Is there any way I can specify words or patterns that are not entities?

I am training a NER model from scratch (using the workflow that Matthew describes in his video). For some reason the model keeps annotating single words such as prepositions, determinants or even punctuation as entities (in particular it has asked me a huge amount of times whether “with” was an entity, despite me rejecting it every time). Is there a way I can tell it that those are not entities, so that I don’t have to manually reject them every time?



Hi! This sounds similar to the antipatterns request here:

We don't currently have that implemented out of the box, but you could add a filter to the stream at the very end of the recipe that explicitly doesn't send out an example if the span text is part of an exclude list. For example:

def filter_stream(stream):
    exclude_list = ("with", ".", ",")  # etc.
    for eg in stream:
        span = eg["spans"][0]
        if eg["text"][span["start"]:span["end"]] not in exclude_list:
            yield eg

# End of the recipe
stream = filter_stream(stream)

However, this also means that you won't get to annotate it. From what you describe, it sounds like your model is a bit "lost" and possibly doesn't get to see enough positive examples, so it starts suggesting a lot of very random tokens over and over again. Are you able to add more patterns to help bootstrap the suggestions? Alternatively, it's also possible that your use case just needs the model to be pre-trained more before you can start annotating with the model in the loop.
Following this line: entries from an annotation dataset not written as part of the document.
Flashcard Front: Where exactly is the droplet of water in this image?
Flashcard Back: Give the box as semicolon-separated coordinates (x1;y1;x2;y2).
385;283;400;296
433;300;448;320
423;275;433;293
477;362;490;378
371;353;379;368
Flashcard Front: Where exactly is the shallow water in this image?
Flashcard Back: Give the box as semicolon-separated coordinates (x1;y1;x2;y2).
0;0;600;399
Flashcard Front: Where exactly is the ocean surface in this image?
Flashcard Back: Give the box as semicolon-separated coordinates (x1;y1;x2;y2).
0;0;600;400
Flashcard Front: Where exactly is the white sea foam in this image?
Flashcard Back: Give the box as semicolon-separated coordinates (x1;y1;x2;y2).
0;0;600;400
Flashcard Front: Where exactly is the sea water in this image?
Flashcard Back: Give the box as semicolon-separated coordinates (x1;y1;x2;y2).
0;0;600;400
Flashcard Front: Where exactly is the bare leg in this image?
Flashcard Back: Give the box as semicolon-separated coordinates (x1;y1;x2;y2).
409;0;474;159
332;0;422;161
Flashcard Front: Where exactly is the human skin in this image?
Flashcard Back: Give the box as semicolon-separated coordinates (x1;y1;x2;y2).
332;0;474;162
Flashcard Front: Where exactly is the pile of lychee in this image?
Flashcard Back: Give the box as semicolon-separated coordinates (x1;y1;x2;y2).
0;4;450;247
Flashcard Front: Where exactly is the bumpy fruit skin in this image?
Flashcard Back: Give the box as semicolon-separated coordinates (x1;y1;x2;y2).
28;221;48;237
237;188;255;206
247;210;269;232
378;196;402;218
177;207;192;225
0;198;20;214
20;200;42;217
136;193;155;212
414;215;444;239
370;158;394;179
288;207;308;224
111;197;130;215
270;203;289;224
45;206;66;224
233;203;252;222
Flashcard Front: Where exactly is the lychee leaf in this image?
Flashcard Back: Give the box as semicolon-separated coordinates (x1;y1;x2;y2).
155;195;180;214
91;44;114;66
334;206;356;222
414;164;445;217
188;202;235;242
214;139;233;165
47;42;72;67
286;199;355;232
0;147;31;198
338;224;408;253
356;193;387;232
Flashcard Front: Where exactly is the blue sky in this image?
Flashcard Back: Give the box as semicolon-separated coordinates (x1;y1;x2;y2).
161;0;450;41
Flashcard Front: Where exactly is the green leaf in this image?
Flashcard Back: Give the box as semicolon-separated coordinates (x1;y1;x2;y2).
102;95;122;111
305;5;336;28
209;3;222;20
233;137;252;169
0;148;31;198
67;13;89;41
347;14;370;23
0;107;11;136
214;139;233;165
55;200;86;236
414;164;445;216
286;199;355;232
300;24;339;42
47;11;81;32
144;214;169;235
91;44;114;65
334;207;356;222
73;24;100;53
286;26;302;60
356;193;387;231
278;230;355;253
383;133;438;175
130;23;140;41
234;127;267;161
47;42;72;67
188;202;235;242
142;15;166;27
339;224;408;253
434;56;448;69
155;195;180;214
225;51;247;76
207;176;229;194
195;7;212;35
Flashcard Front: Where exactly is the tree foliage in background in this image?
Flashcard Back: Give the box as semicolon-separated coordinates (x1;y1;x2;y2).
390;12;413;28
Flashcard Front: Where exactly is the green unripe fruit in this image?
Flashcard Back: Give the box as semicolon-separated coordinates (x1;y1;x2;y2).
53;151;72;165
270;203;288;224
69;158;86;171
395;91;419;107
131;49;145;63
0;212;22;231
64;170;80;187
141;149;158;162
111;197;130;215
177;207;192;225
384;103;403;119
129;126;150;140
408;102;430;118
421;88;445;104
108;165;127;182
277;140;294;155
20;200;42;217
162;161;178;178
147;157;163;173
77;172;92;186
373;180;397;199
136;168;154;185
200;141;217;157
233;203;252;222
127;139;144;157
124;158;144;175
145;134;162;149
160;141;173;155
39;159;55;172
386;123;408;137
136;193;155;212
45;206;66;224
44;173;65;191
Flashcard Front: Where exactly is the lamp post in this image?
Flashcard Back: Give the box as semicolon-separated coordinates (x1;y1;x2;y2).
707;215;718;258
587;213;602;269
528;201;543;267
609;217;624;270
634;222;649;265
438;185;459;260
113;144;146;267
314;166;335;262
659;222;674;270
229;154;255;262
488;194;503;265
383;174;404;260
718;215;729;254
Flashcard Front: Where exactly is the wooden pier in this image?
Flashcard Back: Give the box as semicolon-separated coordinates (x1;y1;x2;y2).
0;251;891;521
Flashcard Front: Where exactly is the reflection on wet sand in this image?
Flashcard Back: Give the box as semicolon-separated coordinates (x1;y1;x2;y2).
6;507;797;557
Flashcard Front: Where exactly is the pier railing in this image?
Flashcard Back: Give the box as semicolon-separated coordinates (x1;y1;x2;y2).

So you might want to experiment with doing some manual annotation first so the model knows at least something about the entity type.

The model actually has a somewhat weird behavior, where it makes a couple of very accurate (or at least sensible) predictions before getting caught up with a nonsense annotation (such as “with” or “in” or punctuation) and asking about 10 of them in a row (often the exact same word/symbol).

You are right about it not having enough initial data, I’m now trying to annotate a substantial amount manually and will see if it works better.